Is UFS adoption in tablets and smart phones threatened by the recent advent of eMMC 5.0?
UFS version 2.0 will be introduced in the 3rd quarter of this year; its maximum data transfer rate can be 11.6 Gbps in a two-lane configuration with 5.8 Gbps per lane. In addition, native command queuing, inherited from the high performance SCSI protocol has been added. This provides multi-thread or multi-tasking operations which can provide an order of magnitude performance advantage over eMMC. A special extension has been added for Uniform Memory Access (UMA).

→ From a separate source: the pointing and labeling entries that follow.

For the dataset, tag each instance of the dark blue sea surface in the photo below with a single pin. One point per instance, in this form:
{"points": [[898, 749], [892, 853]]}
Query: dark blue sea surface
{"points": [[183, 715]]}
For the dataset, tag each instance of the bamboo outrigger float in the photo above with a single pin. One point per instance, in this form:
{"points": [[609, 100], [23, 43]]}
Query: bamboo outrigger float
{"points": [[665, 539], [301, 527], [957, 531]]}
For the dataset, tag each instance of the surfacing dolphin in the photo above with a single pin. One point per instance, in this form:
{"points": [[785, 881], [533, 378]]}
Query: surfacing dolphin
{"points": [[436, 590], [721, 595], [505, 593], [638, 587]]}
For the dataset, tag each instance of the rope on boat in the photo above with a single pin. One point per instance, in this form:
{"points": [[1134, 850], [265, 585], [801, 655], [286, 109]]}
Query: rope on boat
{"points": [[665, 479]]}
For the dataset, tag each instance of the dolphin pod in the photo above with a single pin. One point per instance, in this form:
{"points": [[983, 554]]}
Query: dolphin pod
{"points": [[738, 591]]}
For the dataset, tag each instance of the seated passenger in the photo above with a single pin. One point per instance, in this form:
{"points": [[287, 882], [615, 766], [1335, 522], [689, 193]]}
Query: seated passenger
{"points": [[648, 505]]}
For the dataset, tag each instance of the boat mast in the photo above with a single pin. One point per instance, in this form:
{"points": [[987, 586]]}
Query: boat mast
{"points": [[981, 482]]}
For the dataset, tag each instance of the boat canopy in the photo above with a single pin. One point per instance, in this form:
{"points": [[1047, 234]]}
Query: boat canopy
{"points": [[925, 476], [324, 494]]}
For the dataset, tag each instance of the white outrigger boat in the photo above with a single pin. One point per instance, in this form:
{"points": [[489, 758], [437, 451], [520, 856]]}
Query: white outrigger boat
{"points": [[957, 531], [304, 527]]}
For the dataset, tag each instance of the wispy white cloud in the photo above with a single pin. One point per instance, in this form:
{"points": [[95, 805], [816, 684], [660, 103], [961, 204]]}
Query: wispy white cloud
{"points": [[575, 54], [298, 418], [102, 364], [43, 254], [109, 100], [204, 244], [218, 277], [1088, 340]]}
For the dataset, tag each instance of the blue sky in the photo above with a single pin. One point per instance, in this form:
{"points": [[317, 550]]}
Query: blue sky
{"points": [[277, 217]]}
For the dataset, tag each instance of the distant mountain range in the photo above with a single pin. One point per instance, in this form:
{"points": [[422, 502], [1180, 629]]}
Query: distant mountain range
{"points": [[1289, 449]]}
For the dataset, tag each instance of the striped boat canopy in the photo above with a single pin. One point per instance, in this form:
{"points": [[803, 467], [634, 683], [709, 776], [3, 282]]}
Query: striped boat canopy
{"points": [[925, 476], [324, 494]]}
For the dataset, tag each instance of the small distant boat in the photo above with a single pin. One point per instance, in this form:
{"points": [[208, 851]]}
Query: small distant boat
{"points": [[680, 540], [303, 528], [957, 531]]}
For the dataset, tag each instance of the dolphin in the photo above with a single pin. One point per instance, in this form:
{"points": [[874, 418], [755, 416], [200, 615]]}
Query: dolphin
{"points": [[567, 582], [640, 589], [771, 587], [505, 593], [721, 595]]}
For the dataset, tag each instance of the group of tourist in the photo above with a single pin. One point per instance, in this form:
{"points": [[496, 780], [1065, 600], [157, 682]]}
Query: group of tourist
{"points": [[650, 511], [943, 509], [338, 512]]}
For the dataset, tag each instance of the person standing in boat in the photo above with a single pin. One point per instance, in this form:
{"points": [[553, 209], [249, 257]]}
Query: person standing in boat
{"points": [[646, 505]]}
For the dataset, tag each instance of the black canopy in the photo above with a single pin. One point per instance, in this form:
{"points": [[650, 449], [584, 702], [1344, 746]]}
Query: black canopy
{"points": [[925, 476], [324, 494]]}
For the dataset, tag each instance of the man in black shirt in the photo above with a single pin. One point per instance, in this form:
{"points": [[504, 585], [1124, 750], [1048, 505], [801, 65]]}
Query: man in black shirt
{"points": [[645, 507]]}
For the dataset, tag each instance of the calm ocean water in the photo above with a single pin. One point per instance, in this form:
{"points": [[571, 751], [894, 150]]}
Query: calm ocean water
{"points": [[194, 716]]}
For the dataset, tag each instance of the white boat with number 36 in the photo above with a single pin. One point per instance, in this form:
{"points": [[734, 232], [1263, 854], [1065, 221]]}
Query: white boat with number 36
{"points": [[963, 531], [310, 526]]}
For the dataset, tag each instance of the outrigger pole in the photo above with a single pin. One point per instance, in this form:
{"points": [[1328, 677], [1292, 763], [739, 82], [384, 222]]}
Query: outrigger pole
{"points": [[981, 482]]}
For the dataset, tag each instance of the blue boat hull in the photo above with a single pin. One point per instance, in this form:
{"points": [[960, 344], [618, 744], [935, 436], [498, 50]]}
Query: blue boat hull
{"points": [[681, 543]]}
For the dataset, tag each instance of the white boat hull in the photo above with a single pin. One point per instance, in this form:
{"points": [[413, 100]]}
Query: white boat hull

This feature will allow non-volatile memory devices to extend on-die buffer storage for L2P (logical to physical) mapping. This can improve performance and device lifetime.
It seems like eMMC is positioned to fill the performance gap before UFS ecosystem (HW, SW, OS support, development tools, etc.) is ready. As a new technology, UFS will initially be adopted by high-end mobile devices. As the benefits of UFS are fully demonstrated in initial products, and the technology matures with increasing volume, UFS adoption will spread. UFS is supported by UFSA, a governing body of industry representatives chartered to define and certify compliance to the UFS standard.
UFS relies on the MIPI M-PHY. The M-PHY V2.0 supports transfers of up to 5.8Gbps (Gear 3) and is being adopted by additional standards bodies, e.g PCISIG for mobile PCIe, and USB for SSIC. This will further lower barriers to UFS adoption in high bandwidth, power critical applications.